Das Tier stellte seine Ohren auf, so als ob es Aviva genau verstanden hätte. Seine Muskeln lösten sich und es bewegte sich langsam und hinkend voran, bis es vor dem am Boden liegenden Lamm stehen blieb. Jetzt war Aviva nur noch zwei Schritte entfernt. Vorsichtig streckte sie ihre rechte Hand aus. Die große schwarze Raubkatze schien neugierig zu werden und kam auf Avivas ausgestreckte Hand zu.

Da erst sah Aviva, dass etwas in der linken Schulter des Tieres steckte. Es war ein Pfeil! Im Schein des Mondes war zu erkennen, dass Blut auf dem glänzenden Fell reichlich Spuren hinterlassen hatte.

Aviva hielt ihre Hand immer noch ausgestreckt. Eine Sekunde lang hielt sie den Atem an. Das Tier war wunderschön. Es hatte Ähnlichkeit mit den kleinen, helleren Wildkatzen, die sie aus den umliegenden Wäldern kannte. Aber diese Großkatze war schwarz und reichte ihr fast bis zur Hüfte. Ihr Fell war durch und durch schwarz, dicht und kurz. Der Kopf wies ein helleres Rosetten-Fleckenmuster auf, das nur aus der Nähe zu erkennen war.

Avivas Gedanken überschlugen sich. Obwohl sie nun dem Lamm so nahe war, konnte sie es nicht an sich nehmen, denn das Raubtier hatte sich zwischen sie gestellt. Aviva konnte geradewegs in seine Augen blicken. Was sie darin sah, erfüllte sie mit schmerzhafter Sehnsucht und Trauer. Die Augen des Tieres schienen zu ihr zu sprechen. Wie in einem Traum sah sie unbekannte Landschaften, Berge, Täler und Seen. Sie sah noch weitere Raubtiere, große Katzen gleicher Art, manche mit sandfarbenem Fell. Sie konzentrierte sich auf eine große schwarze Raubkatze mit zwei halbwüchsigen Katzenjungen, die miteinander spielten. Das schwarze Tier vor mir ist das Muttertier, wusste sie plötzlich.

Die Szene vor ihren Augen erinnerte sie an Wölfe, die sie schon oft beobachtet hatte. Wie liebevoll die Mutter den Jungen das Jagen beibrachte und sich schützend vor sie stellte! Dann sah sie auf einmal, wie das Raubtier gehetzt und außer Atem allein jagte, sie spürte seine Verzweiflung. Plötzlich wurde ein Netz auf die jungen Tiere geworfen, von Männern mit Tüchern auf dem Kopf und luftigen Hosen.

Augenblicklich wusste Aviva, was zu tun war. Ohne zu überlegen streckte sie ihre Hand noch weiter dem Tier entgegen und berührte es. Achtsam und voller Liebe legte sie ihre Hand an seinen Hals. Ein Knurren stieg aus seiner Kehle, doch es bewegte sich nicht. Langsam strich Aviva dem Tier über das Fell bis zur linken Schulterhöhe, wo der Pfeil feststeckte. Ich muss ihn rausziehen!

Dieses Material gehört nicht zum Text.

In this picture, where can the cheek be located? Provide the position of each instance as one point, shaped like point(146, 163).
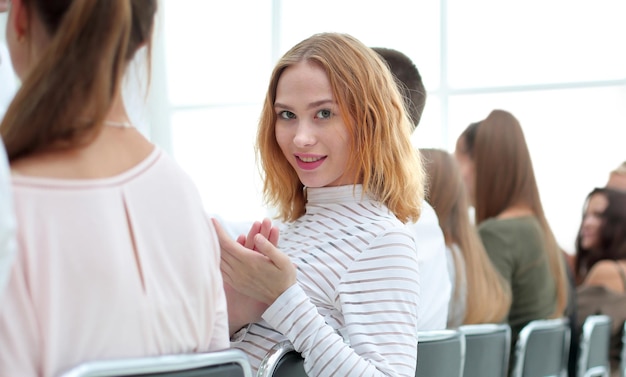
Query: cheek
point(283, 139)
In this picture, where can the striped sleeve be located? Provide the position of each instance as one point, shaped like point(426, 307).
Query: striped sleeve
point(379, 297)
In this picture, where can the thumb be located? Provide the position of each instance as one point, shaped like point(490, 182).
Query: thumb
point(265, 247)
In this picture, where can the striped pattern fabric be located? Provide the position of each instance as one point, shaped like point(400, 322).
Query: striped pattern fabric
point(354, 309)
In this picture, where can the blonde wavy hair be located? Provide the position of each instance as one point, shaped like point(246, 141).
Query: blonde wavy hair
point(387, 164)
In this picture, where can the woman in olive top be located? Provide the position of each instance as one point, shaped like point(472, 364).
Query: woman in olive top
point(498, 172)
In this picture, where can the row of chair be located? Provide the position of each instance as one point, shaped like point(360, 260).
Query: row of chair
point(469, 351)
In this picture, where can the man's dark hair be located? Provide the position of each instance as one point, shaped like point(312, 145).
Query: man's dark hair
point(410, 81)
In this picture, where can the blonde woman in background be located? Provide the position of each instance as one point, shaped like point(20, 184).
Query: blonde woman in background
point(617, 178)
point(480, 294)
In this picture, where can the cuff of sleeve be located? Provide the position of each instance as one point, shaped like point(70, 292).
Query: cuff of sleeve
point(239, 334)
point(282, 302)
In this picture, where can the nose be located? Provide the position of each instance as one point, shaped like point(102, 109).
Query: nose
point(305, 135)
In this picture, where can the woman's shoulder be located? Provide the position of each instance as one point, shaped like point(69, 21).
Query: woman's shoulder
point(521, 224)
point(606, 273)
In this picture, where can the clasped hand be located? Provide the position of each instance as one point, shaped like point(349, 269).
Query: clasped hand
point(253, 266)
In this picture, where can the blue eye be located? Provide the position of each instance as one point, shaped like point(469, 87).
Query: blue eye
point(286, 115)
point(324, 114)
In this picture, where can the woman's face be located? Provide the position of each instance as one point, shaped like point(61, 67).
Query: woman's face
point(592, 221)
point(466, 166)
point(309, 128)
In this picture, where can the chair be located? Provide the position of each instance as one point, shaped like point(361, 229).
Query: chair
point(440, 353)
point(225, 363)
point(487, 350)
point(542, 349)
point(282, 360)
point(623, 353)
point(595, 341)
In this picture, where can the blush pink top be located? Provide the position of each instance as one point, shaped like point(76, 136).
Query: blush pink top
point(126, 266)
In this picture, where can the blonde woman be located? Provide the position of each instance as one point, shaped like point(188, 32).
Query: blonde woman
point(480, 294)
point(343, 283)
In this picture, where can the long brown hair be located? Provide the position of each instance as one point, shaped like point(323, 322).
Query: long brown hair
point(373, 110)
point(505, 177)
point(69, 90)
point(611, 235)
point(488, 294)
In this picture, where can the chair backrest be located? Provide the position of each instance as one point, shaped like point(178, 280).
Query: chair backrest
point(282, 360)
point(440, 353)
point(487, 350)
point(623, 354)
point(595, 342)
point(225, 363)
point(542, 349)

Vorsichtig hob sie ihren linken Arm und umfasste mit beiden Händen den hölzernen Pfeil. „Ich werde ihn jetzt herausziehen. Das wird wehtun. Bitte tu mir nichts.“

Aviva nahm all ihren Mut zusammen, umfasste den Pfeil und zog ihn ruckartig aus dem Fleisch. Im nächsten Augenblick sprang das Tier hoch und riss Aviva mit seinen Vorderpranken zu Boden. Da lag sie nun, im taunassen Laub unter dem Raubtier, und spürte sein Schnauben auf ihrem Gesicht. Ihr Herz pochte wild.

Das Tier öffnete sein Maul. Seine weißen Zähne glänzten im Mondschein und wieder ertönte ein drohendes Knurren und Fauchen aus seinem Rachen. Dabei richteten sich die Augen des Tieres in das Dunkle des Waldes.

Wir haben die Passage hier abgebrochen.